Thokozile Miya, a 24-year-old Journalism student at the Cape Peninsula University of Technology (CPUT) is making moves with GirlHYPE, a registered non-profit company (NPC) that aims to teach coding to high school girls from the townships.
GirlHYPE was found in 2004 by Baratang Miya, with her daughter Thokozile currently serving as the organisation’s Global Partnerships Manager, an amazing achievement for someone so young.
The company, that runs as an after-school programme for girls grades 6-12, has the objective of teaching and exposing young women to coding and other skills and opportunities in the IT sector.
Thokozile explains, “GirlHYPE aims to empower, educate and create opportunities for young women from the townships to enter into technology. Their aim is to see more young women in technology, computing and science careers.

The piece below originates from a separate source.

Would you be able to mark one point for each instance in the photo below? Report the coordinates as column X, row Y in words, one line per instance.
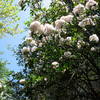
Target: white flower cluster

“The company focuses primarily on young women from the township, particularly high school girls, because over the years, we have identified that this is the best age to make an intervention towards creating a pipeline of women in technology and computing.”
With the headquarters of GirlHYPE in Woodstock, Cape Town, the organisation has trained more than 10300 girls to date in the technological sectors.
“GirlHYPE has been in operation for about thirteen years and has helped young women and youth from a variety of different communities spanning across the country. This past year was all about expansion as we opened up offices in Bloemfontein, Johannesburg and Jan Kempdorp.
“We work predominantly in Cape Town as both Baratang and I are based here, but our other offices are still very well equipped to handle day-to-day operations of the organisation.”
An interview with Afternoon Express!
Thokozile was recently interviewed by Afternoon Express and had the opportunity to mingle with key players in the media industry, whilst simultaneously promoting the GirlHype name.
“My interview with Afternoon Express was one of the greatest moments of my life. To have been able to link up with and be interviewed by one of my favourite media players, Bonang Matheba, was honestly a dream come true. The interview gave me so much exposure as well, and as a result, I had people messaging me from across South Africa on my various social media platforms, wanting to find out more about GirlHYPE and the work we do.”
Visiting Silicon Valley
Thokozile also recently traveled to Silicon Valley in the US to link up with other tech-women, exchanging knowledge and building relationships between South African and US women in the science, engineering and programming sectors. She was also trained as a technovation master educator throughout the duration of her trip.
“Travelling to Silicon Valley has been my greatest dreams for as long as I can remember. I wanted to be a web developer growing up, that then changed to mobile, Silicon Valley being the perfect place for me to harness those skills.”
“Luckily for me, I had the opportunity to visit Silicon Valley twice in the past year already and I could not have dreamt for more from my trips. Aside from being an achievement, I was also really well trained there.
“From the two trips I have taken thus far, I feel better equipped to take on my life’s mission.”
“In the next five years, GirlHYPE hopes to be able to touch the lives of as many young women as possible for them to enter into technology and entrepreneurship.
“Our mission is to get young women trained in technology and also in entrepreneurial sectors and take on the industry.”
One of GirlHYPE’s many successes occurred when two apps designed by their members went through to the finals of the 2016 Technovation challenge, a global competition that receives about 2500 entries.
A few words of inspiration from the young Miss Miya: “I firmly believe that change begins with you, so be the change you want to see in the world. Oh, and live a little!”